Le monde du travail a besoin de son propre parti, radicalement différent des partis de la gauche dirigés par des chefs exclusivement soucieux de leur propre carrière, qui ne rendent aucun compte à leur propre parti, simple machine électorale bureaucratique. Ce parti sera l’œuvre des travailleurs eux-mêmes, adapté aux conditions de notre époque, fondé sur un marxisme vivant dégagé des dogmes et caricatures.

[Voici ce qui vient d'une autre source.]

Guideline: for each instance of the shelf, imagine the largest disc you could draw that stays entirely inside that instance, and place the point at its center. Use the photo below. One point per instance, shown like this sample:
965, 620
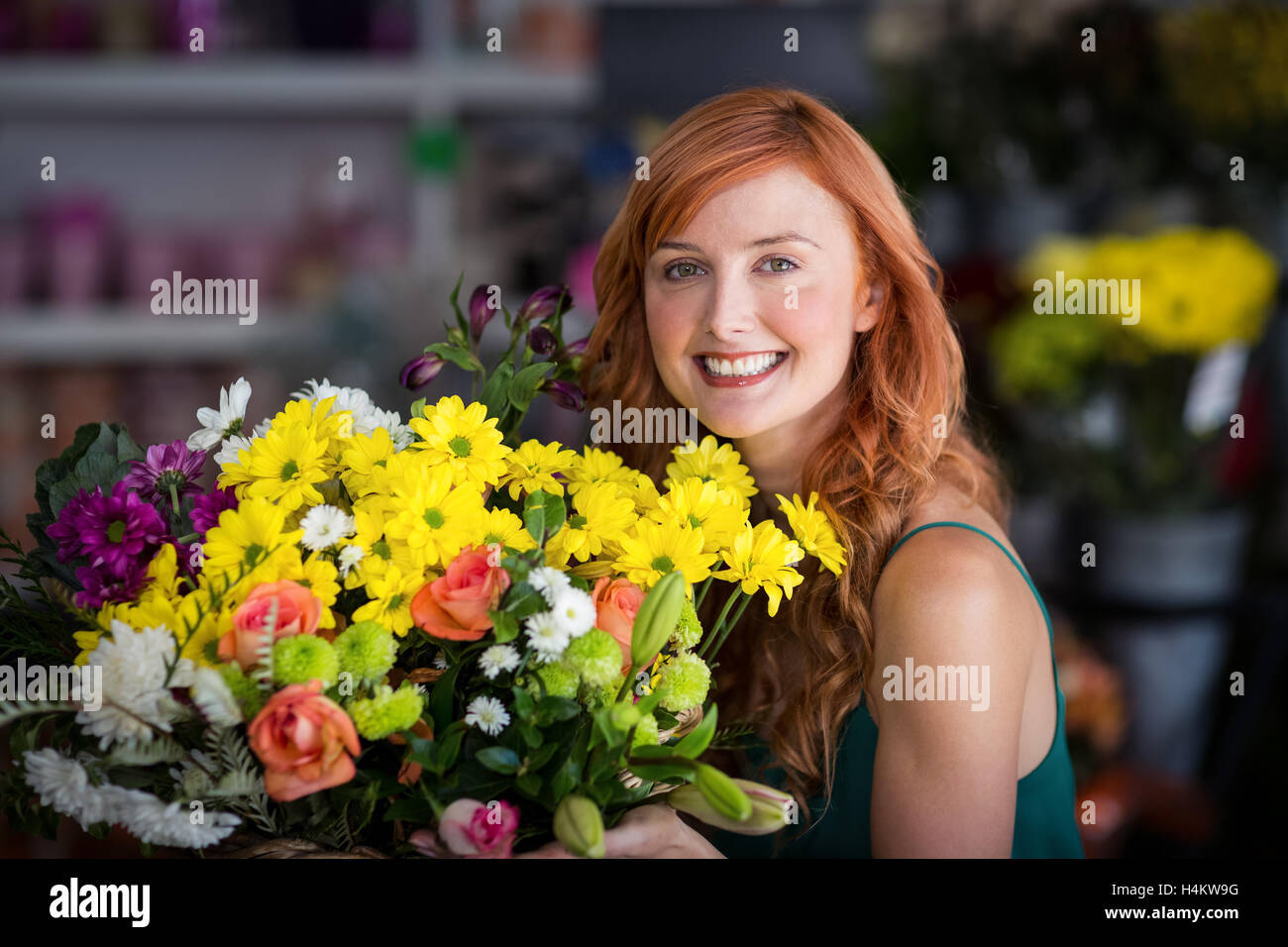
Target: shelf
277, 85
48, 337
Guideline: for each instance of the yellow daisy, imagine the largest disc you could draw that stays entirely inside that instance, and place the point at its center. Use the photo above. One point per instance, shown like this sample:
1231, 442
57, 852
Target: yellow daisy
761, 558
599, 515
711, 460
651, 551
464, 440
533, 467
812, 531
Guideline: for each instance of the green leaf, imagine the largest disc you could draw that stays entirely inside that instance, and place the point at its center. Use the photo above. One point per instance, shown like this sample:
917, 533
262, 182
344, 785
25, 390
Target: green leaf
498, 759
696, 741
524, 385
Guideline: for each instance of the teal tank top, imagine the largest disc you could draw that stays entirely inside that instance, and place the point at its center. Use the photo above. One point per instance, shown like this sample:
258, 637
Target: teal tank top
1044, 805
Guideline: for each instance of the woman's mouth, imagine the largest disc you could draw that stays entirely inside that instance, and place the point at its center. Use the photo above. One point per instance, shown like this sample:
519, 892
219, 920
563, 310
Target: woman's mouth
738, 368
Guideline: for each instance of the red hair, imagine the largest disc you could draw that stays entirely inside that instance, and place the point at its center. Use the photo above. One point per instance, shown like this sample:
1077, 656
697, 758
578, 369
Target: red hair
902, 432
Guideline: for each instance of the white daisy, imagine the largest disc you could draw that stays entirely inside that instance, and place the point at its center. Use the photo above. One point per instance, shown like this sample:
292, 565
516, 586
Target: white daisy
325, 526
349, 557
64, 787
548, 635
498, 657
136, 686
549, 581
575, 611
223, 421
228, 451
488, 714
158, 822
214, 698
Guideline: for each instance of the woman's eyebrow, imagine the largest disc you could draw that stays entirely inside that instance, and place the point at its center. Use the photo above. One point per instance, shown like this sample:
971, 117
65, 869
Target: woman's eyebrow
790, 237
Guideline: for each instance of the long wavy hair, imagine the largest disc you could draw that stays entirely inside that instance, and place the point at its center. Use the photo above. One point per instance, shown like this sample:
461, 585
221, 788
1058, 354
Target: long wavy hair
903, 431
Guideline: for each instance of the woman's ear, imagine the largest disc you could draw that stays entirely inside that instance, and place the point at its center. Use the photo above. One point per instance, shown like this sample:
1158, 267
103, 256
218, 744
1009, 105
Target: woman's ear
868, 313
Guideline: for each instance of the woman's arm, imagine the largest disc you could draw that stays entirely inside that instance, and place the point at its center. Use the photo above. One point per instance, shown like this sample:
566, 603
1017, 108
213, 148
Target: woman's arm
944, 775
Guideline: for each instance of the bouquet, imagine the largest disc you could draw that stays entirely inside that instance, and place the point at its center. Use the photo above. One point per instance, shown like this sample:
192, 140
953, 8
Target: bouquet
382, 637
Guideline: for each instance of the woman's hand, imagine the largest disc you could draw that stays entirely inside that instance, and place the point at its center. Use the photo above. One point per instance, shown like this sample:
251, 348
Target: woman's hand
647, 831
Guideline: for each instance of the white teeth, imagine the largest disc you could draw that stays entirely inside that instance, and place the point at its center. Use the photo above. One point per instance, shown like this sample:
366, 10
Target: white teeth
742, 368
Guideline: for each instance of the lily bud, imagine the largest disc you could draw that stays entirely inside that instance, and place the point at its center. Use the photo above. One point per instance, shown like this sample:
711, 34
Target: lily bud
566, 394
545, 303
580, 826
420, 371
481, 313
656, 618
541, 341
768, 808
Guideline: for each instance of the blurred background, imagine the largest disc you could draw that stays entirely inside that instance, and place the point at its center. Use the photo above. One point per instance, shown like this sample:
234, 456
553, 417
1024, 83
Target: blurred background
1149, 468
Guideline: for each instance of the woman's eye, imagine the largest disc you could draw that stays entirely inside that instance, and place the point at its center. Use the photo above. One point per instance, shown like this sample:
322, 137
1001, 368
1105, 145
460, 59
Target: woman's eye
673, 270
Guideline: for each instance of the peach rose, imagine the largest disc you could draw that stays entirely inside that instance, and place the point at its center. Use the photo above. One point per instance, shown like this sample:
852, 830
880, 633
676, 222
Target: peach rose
616, 603
455, 605
304, 741
297, 613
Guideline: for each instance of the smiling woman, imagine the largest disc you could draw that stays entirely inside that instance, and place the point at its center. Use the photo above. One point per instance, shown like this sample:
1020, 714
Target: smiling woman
777, 281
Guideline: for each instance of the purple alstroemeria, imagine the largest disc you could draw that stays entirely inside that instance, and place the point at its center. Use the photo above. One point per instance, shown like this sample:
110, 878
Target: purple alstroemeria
567, 394
102, 585
541, 341
119, 530
545, 303
167, 474
481, 313
207, 506
420, 371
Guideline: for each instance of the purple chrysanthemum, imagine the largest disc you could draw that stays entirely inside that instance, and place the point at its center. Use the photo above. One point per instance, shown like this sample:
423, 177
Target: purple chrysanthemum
167, 468
207, 506
117, 530
102, 585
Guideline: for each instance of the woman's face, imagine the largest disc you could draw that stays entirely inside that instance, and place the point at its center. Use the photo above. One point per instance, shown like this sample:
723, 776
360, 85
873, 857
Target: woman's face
752, 309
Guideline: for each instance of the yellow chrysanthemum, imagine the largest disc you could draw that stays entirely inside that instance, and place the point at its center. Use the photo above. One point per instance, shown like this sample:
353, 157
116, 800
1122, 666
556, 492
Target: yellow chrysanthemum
812, 531
257, 526
651, 551
390, 594
599, 515
464, 440
533, 467
761, 558
364, 463
505, 527
283, 467
436, 519
599, 467
702, 505
711, 460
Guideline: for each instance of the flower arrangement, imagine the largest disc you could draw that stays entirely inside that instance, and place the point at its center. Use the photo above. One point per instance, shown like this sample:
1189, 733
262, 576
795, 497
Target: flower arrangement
403, 637
1127, 399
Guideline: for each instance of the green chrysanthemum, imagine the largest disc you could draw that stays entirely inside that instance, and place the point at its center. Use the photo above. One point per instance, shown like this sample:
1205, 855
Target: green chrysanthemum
596, 657
561, 680
245, 690
387, 711
366, 650
686, 682
688, 629
299, 659
645, 732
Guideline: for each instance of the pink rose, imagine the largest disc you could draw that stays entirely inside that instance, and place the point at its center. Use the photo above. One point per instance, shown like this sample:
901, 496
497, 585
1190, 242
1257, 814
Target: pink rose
455, 605
471, 828
297, 613
305, 742
616, 604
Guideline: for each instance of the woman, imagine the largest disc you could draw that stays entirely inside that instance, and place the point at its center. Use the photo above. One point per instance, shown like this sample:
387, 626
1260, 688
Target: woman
768, 275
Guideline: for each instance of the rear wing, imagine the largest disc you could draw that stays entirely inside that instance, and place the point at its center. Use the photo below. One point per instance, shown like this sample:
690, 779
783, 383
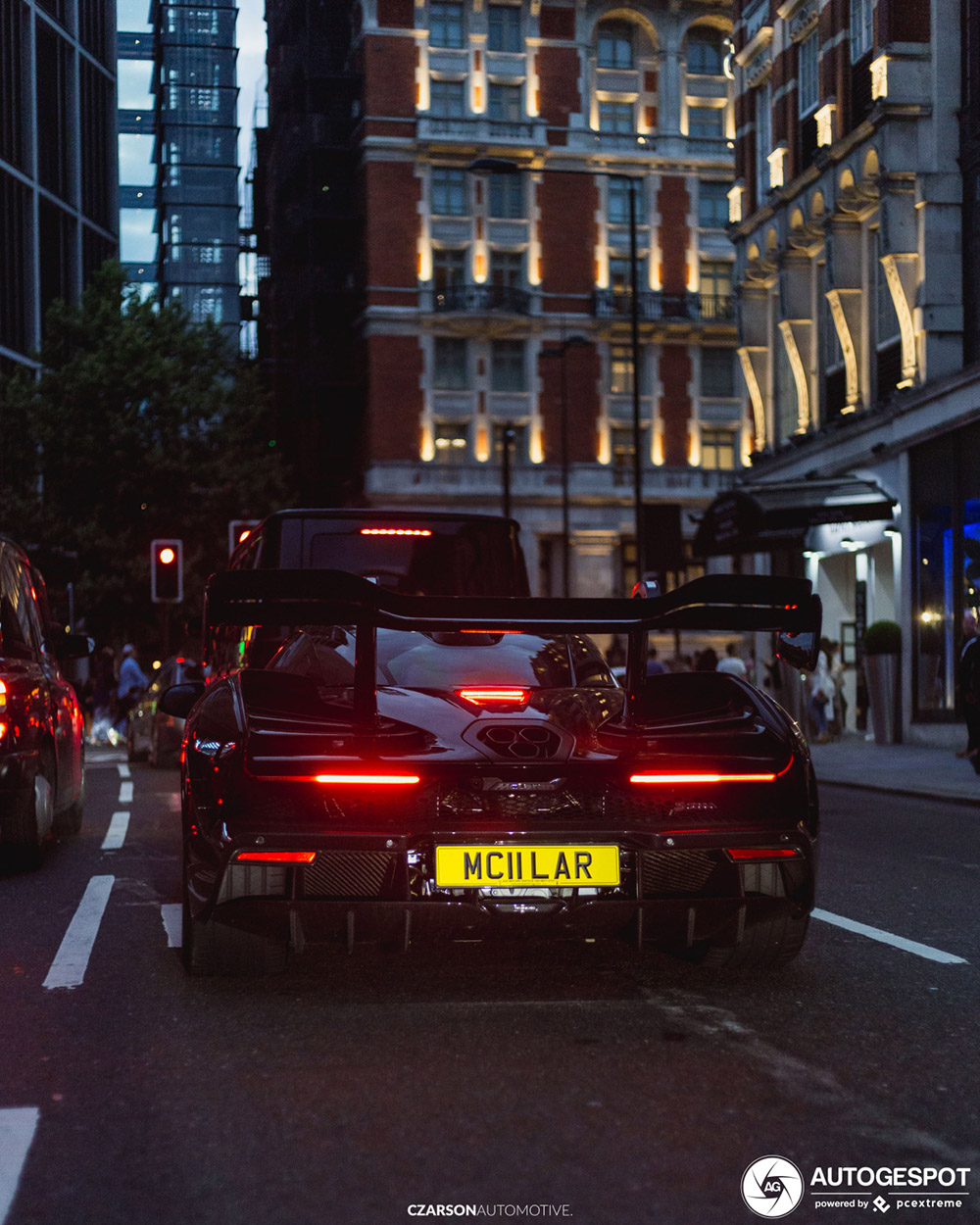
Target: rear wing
785, 607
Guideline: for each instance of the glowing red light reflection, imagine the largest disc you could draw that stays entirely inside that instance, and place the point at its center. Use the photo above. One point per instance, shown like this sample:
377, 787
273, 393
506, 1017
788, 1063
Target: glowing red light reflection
275, 857
485, 695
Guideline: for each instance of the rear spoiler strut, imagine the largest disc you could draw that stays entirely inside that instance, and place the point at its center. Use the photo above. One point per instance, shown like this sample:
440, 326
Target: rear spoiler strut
785, 607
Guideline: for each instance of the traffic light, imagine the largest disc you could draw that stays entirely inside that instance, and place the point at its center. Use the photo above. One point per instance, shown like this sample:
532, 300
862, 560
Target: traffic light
167, 571
236, 532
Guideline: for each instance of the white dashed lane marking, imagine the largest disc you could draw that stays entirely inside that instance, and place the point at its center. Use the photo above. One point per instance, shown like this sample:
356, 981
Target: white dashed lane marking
172, 922
18, 1127
117, 834
72, 959
887, 937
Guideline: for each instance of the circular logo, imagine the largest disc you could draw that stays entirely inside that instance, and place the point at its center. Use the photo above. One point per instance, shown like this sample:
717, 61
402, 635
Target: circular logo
772, 1187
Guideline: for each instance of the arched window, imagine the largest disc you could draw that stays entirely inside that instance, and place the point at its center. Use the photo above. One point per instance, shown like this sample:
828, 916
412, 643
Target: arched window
616, 45
706, 52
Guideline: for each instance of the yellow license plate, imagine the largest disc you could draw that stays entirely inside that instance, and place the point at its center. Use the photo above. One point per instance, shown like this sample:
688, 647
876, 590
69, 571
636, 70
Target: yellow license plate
471, 867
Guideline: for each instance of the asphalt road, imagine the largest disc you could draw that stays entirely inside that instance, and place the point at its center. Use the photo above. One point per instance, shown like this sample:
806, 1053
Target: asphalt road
528, 1082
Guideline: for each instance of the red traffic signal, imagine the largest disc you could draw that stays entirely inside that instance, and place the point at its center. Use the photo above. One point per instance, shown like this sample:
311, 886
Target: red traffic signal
167, 571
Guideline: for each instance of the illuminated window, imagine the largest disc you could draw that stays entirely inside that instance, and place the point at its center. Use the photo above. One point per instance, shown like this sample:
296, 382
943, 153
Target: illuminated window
505, 102
808, 76
508, 366
449, 191
451, 442
706, 52
445, 24
616, 118
506, 195
615, 48
508, 269
718, 449
449, 269
451, 368
505, 28
711, 205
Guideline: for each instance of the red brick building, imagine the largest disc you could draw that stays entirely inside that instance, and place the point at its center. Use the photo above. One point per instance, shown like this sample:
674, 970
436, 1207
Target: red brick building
495, 146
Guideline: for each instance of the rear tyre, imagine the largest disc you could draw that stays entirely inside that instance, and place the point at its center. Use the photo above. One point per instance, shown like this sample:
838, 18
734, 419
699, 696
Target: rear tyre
70, 821
30, 818
765, 945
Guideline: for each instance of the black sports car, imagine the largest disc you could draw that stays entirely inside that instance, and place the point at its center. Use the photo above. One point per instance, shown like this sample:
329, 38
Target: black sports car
416, 767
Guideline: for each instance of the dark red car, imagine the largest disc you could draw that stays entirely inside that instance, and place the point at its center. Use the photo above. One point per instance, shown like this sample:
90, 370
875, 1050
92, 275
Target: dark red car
42, 729
427, 767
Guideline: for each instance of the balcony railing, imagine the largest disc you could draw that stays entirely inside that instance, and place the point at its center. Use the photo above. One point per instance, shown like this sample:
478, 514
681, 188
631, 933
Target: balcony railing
660, 308
481, 299
470, 128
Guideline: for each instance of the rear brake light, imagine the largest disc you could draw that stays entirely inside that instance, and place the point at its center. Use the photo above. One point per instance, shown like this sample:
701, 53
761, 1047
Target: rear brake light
743, 854
370, 779
702, 778
485, 695
395, 532
275, 857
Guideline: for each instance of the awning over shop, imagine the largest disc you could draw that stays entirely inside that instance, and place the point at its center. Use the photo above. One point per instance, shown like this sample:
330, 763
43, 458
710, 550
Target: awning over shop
758, 518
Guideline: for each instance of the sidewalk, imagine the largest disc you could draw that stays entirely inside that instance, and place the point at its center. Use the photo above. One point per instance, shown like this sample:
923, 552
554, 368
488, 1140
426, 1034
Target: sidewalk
903, 769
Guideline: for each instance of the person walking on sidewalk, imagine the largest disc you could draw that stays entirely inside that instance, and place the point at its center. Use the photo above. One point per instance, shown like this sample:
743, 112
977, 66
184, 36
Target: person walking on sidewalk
968, 682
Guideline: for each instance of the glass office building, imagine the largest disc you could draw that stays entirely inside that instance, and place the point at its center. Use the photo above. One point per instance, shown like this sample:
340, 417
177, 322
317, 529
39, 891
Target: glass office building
177, 153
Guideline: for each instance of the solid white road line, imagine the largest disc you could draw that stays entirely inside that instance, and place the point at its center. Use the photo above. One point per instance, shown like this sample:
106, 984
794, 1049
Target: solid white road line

Il ne résultera pas d’hypothétiques discussions avec la gauche, Roussel ou Mélenchon, d’une union populaire, ou d’une unité de la gauche radicale. Il ne peut se construire, à travers les luttes de classes, qu’en indépendance de ces partis institutionnels et de leurs préoccupations. L’unité du mouvement révolutionnaire représenterait une étape, une impulsion importante voire décisive ne serait-ce qu’en rompant avec les routines et divisions des divers groupes révolutionnaires voués à leur autoconstruction. Elle n’ouvrirait cependant une réelle perspective que si elle ne se limitait pas à une unité par en haut ou simplement électorale, comme cela a pu se produire dans le passé entre la LCR et LO, mais si elle s’ouvrait largement sur le monde du travail pour impulser une dynamique, un mouvement, melting-pot entre les différentes traditions et générations.

La campagne de notre candidat Philippe Poutou ainsi que celle des autres candidats révolutionnaires sera utile au monde du travail si elle constitue un pas en avant dans ce sens plutôt que de s’ignorer et perpétuer voire de renforcer les divisions sectaires, c’est-à-dire si notre campagne est en prise directe avec les mobilisations en cours pour contribuer avec l’ensemble des militant des luttes, à l’auto-organisation, faire vivre la démocratie des assemblées générales et des comités de grève, la prise en main de leurs affaires par les travailleurs eux-mêmes.

La démocratie ne se partage pas. La faire vivre dans les mobilisations, c’est la faire vivre dans sa propre organisation, dans les rapports aussi avec les autres organisations ou courants, faire vivre les fractions et les tendances comme des outils pour la discussion, définir les divergences dans le but de les dépasser et renforcer la conscience et l’action collective. La faire vivre dans l’ensemble du milieu militant, avec les travailleurs, rompre avec les pratiques des appareils petits et grands pour élaborer ensemble le programme et la stratégie de la révolution à venir, participer à la construction de l’affrontement qui mûrit entre le patronat, le pouvoir et le monde du travail.